Navalny diduga diracun di pesawat saat melakukan perjalanan ke Siberia Agustus lalu. Tokoh oposisi penentang Kepresidenan Rusia itu pingsan setelah meminum teh yang disajikan kepadanya.
- Luthfiatun Nisa
- Selasa, 08 September 2020 - 07:49 WIB
WowKeren - Pemimpin oposisi Rusia yang diduga diracun, Alexei Navalny, dilaporkan sudah tak lagi dalam kondisi koma dan kini dalam perawatan lebih lanjut di Rumah Sakit Charite di Berlin, Jerman.
"Pasien sudah dikeluarkan dari koma medis dan kini juga sudah lepas dari ventilator mekanis. Dia juga sudah merespons stimulan verbal," demikian pernyataan Rumah Sakit Charite, sebagaimana dilansir dari CNN pada Selasa (8/9).
Koma medis atau induced coma merupakan metode medis untuk membuat pasien tidak sadarkan diri dengan obat bius guna mencegah kerusakan otak. Pihak rumah sakit juga menjelaskan bahwa ventilasi mesin yang dipasang pada pasien tersebut sudah mulai dilepaskan.
"Saat ini masih terlalu dini untuk mengukur kemungkinan dampak jangka panjang dari keracunan parah yang ia alami," lanjut pernyataan pihak Rumah Sakit Charite.
Tokoh oposisi Rusia tersebut menjalani perawatan di Rumah Sakit Charite sejak 22 Agustus lalu akibat diracun. Menurut Menlu Jerman Heiko Maas, ada beberapa indikasi yang memperlihatkan Rusia terlibat dalam aksi peracunan Navalny.

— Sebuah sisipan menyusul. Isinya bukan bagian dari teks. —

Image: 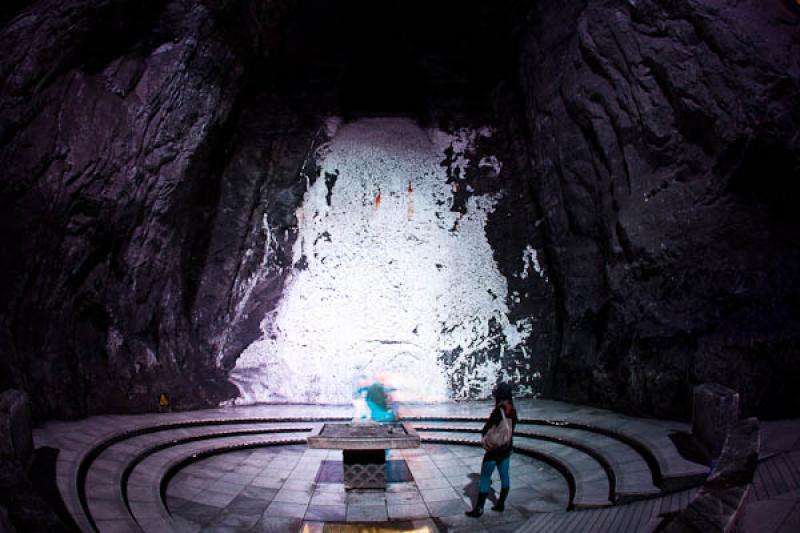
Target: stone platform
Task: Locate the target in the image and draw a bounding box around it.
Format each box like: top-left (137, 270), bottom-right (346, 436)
top-left (34, 400), bottom-right (708, 532)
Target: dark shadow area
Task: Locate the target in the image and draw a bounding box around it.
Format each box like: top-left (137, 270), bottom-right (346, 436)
top-left (314, 459), bottom-right (414, 483)
top-left (669, 431), bottom-right (711, 465)
top-left (265, 0), bottom-right (515, 120)
top-left (28, 446), bottom-right (78, 531)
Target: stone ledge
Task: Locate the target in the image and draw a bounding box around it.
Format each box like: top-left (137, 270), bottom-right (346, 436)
top-left (662, 418), bottom-right (760, 533)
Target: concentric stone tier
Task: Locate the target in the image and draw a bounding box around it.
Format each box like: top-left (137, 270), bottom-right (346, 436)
top-left (35, 401), bottom-right (707, 532)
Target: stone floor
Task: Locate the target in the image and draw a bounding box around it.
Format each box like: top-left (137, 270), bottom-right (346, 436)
top-left (167, 445), bottom-right (569, 531)
top-left (741, 419), bottom-right (800, 533)
top-left (34, 400), bottom-right (720, 532)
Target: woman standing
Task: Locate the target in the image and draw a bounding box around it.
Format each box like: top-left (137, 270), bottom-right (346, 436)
top-left (465, 383), bottom-right (517, 518)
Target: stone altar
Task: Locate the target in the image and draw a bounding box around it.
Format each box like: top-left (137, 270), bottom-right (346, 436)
top-left (308, 423), bottom-right (420, 490)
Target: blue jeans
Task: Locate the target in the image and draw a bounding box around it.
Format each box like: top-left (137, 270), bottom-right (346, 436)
top-left (478, 454), bottom-right (511, 492)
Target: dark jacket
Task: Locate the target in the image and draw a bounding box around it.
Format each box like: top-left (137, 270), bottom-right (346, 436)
top-left (481, 406), bottom-right (519, 461)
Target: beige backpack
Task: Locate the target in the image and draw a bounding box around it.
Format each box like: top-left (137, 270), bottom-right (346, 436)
top-left (481, 407), bottom-right (513, 452)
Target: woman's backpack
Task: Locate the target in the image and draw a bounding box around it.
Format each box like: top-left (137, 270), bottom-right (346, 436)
top-left (481, 407), bottom-right (514, 452)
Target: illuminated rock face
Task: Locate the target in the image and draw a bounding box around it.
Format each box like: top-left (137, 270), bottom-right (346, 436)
top-left (231, 118), bottom-right (531, 402)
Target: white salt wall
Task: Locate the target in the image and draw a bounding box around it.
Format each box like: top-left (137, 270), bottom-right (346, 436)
top-left (231, 118), bottom-right (530, 403)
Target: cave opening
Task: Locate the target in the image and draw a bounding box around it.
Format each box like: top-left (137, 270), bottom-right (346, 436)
top-left (225, 0), bottom-right (541, 403)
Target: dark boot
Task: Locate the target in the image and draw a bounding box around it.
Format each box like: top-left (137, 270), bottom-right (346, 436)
top-left (464, 492), bottom-right (489, 518)
top-left (492, 489), bottom-right (510, 513)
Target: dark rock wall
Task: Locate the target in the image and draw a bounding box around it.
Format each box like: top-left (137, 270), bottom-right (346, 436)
top-left (520, 0), bottom-right (800, 416)
top-left (0, 0), bottom-right (800, 417)
top-left (0, 0), bottom-right (298, 416)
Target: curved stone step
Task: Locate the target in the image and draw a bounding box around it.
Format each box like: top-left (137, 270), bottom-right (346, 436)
top-left (79, 423), bottom-right (313, 527)
top-left (403, 412), bottom-right (709, 492)
top-left (418, 430), bottom-right (613, 509)
top-left (88, 433), bottom-right (305, 533)
top-left (516, 488), bottom-right (698, 533)
top-left (414, 422), bottom-right (661, 503)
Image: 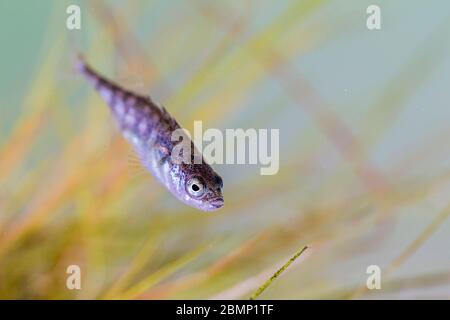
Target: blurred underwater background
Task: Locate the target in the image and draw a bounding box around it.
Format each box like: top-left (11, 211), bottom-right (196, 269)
top-left (0, 0), bottom-right (450, 299)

Satu di antaranya adalah racun yang digunakan untuk menyerang tokoh oposisi tersebut, yakni Novichok, yang digunakan oleh badan intelijen rahasia era Uni Soviet.
"Hanya sejumlah kecil orang yang memiliki akses ke Novichok dan racun ini digunakan oleh dinas rahasia Rusia dalam serangan terhadap mantan agen Sergei Skripal," katanya, merujuk pada serangan 2018 di kota Salisbury, Inggris.
Kendati demikian, pemerintah Rusia membantah keterlibatan para pejabat tinggi atau bahkan Presiden Vladimir Putin dalam kasus dugaan peracunan Alexei Navalny. "Kami tidak bisa menanggapi tuduhan ini (keterlibatan dalam peracunan Navalny) dengan serius. Begini, tuduhan yang sama sekali tidak mungkin benar dengan cara apa pun adalah kebisingan kosong. Kami tidak bermaksud untuk menganggapnya serius," kata juru bicara Kremlin, Dmitry Peskov.
Navalny diduga diracun di pesawat saat melakukan perjalanan ke Siberia Agustus lalu. Dia pingsan setelah meminum teh yang disajikan kepadanya. Sebelum dibawa ke Berlin, Navalny sempat menjalani perawatan selama dua hari di kota Omsk di Siberia. Dia koma dan harus menggunakan ventilator.
Navalny merupakan tokoh oposisi terkemuka di Rusia. Dia merupakan kritikus utama Presiden Vladimir Putin. Selama satu dekade terakhir, Navalny tekun merilis video di Youtube yang menjabarkan praktik korupsi di semua tingkatan pemerintahan.
Mau tak mau hal tersebut membuatnya mendapatkan banyak musuh di Rusia. Navalny telah berulang kali ditahan karena mengatur pertemuan publik dan demonstrasi anti-pemerintah. Dia dilarang mencalonkan diri dalam pemilihan presiden pada 2018.